Q1. How many Lotus Notes content source can I crawl at the same time?
A1: One content source per Domino Server. If all of your stuff are put on a single Domino Server, you have to crawl them one by one. But If you have several Domino servers to index, then you can index them at the same time. This is a limitation of IBM Lotus Notes C++ API. So you may need to carefully set schedules to crawl these content sources.
Q2. How many Lotus Notes content source shall I crawl at the same time?
A2: The only difference from the 1st question is CAN/SHALL. There should be a limit on this number, but what is this number? I don’t have the direct answer for the question, because this number depends on your hardware performance, memory usage, network legacy and bandwidth…. so many factors. For a recent hardware with 8GB ram, I would recommend 3,with scheduled memory recycling – we will talk about this later.
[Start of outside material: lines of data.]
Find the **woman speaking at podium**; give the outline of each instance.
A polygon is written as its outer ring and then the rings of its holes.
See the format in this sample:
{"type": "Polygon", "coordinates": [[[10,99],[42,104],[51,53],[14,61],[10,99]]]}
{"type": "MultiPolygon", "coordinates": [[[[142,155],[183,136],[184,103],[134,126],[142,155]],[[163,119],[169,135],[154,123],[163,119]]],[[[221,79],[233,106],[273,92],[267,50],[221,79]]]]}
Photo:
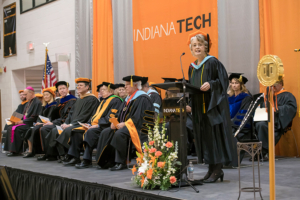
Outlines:
{"type": "Polygon", "coordinates": [[[190,84],[201,93],[192,96],[193,128],[200,163],[209,164],[204,183],[223,181],[223,164],[232,161],[232,130],[227,99],[228,76],[223,64],[208,54],[209,35],[197,31],[189,35],[188,45],[197,60],[189,66],[190,84]]]}

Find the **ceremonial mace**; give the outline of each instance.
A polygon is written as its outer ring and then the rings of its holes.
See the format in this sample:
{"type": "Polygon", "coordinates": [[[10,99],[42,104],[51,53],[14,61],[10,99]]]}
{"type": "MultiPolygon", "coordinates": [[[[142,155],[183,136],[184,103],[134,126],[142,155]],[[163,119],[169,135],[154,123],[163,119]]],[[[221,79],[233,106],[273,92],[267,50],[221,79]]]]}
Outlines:
{"type": "Polygon", "coordinates": [[[274,142],[274,94],[272,85],[281,81],[283,77],[283,64],[281,59],[275,55],[265,55],[257,66],[257,78],[263,86],[270,87],[267,93],[268,99],[268,130],[269,130],[269,179],[270,199],[275,200],[275,142],[274,142]]]}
Q3. I have a Notes database indexed, but how come the time of full crawl is nearly the same with incremental crawl?
A3: During an incremental crawl, SharePoint search engine will check LastModifiedTime property of target documents/items, and to determine if the target object should be fully retrieved back to its index. However, for certain content source, this property is not retrieved or mapped to something else by mistake, therefore, the engine can only get all the content back to check if there’s any difference. I’m checking a possible solution for this problem, and will update if I can find something.
Q4. Should I use x86 or x64 for Lotus Notes indexing?
A4: Because of the limitation of IBM Notes C++ API, Notes Protocol Handler can only run on a x86 box. However, you can still use x64 query servers and WFEs. Remember: the same tier should not be mixed with x64/x86 boxes, but you can have x86 indexer tier with x64 query and x64 wfe tiers, this is recommended for Notes search in SharePoint 2007/Search Server 2008. (IBM released x64 version of their API recently, but it’s impossible to make current NotesPH to work with that, many things changed)
Q5. You mentioned memory recycling – what does that mean?
A5: Due to x86 limitation, the memory per process is limited to certain number. And because we are calling Notes client through API, it’s quite possible MSSEARCH/MSSDMN process will hit memory limit after a crawl of large numbers of documents. So I recommend you to recycle these processes for every certain amount of time. This can prevent possible stuck of the crawl. In order to do this, you might need to write your own schedule program with SharePoint search administration APIs, and restart osearch service when it’s need. I will also add this function to SharePoint Search Admin 0.81 and later in a few days.
Q6. Any ideas about security trimming support? What should I do in Domino side?
A6: You can use Lotus Notes users and groups to control security, and map them to AD users to achieve search result security trimming in SharePoint. But it is generally advised to not use Lotus Notes Roles for security control, as there’s no correspond thing in active directory.
Q7. To be added.
Btw, I’m moving to a new position in IW PMG, as a Technical Product Manager to drive SharePoint IT Pro readiness. So in future there would be more things like SharePoint Governance appear on this blog:).